Main Sector Rotation ETF (SECT) seeks to provide tactical exposure to U.S. equity sectors by rotating between sector-specific ETFs based on momentum and relative strength indicators. This active sector rotation strategy aims to capitalize on cyclical sector performance patterns by overweighting sectors showing technical and fundamental strength while underweighting or avoiding weaker sectors.
How It Works
SECT employs an actively managed, quantitative approach that analyzes technical momentum, relative strength, and fundamental metrics across major U.S. equity sectors. The fund typically holds 3-6 sector ETFs at any given time, with allocations ranging from 10-40% per sector based on proprietary scoring models. Portfolio rebalancing occurs monthly or when significant momentum shifts are detected.
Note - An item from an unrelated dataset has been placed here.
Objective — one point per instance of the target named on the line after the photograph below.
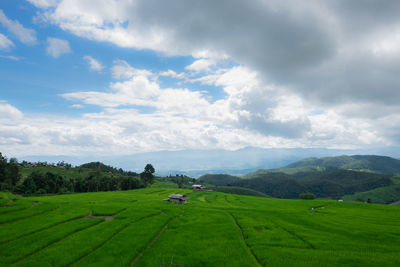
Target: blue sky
(121, 77)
Holdings concentrate in large-cap sector ETFs covering technology, healthcare, financials, consumer discretionary, and other major S&P 500 sectors.
Key Features
- Active sector rotation strategy attempts to time sector cycles, potentially outperforming static broad-market exposure during trending markets
- Concentrated portfolio of 3-6 sector ETF holdings allows for meaningful tactical bets while maintaining diversification across sectors
- Monthly rebalancing frequency provides responsiveness to changing market conditions while avoiding excessive trading costs and whipsaws
Risks
- This ETF can lose value when sector rotation models fail to predict trends, potentially missing rallies in excluded sectors or holding declining sectors too long
- Concentrated sector bets mean 20-30% losses are possible if 2-3 major holdings simultaneously decline during broad market stress or sector rotation
- Active management and frequent rebalancing create higher turnover costs and tax inefficiency compared to passive broad-market ETFs, reducing net returns
Who Should Own This
Best suited as a satellite holding (5-15% of equity allocation) for tactical investors with 1-3 year time horizons seeking to enhance returns through sector timing. High risk tolerance required due to concentrated sector bets and active management volatility. Appropriate for investors comfortable with active strategies who believe sector rotation can add alpha over buy-and-hold approaches.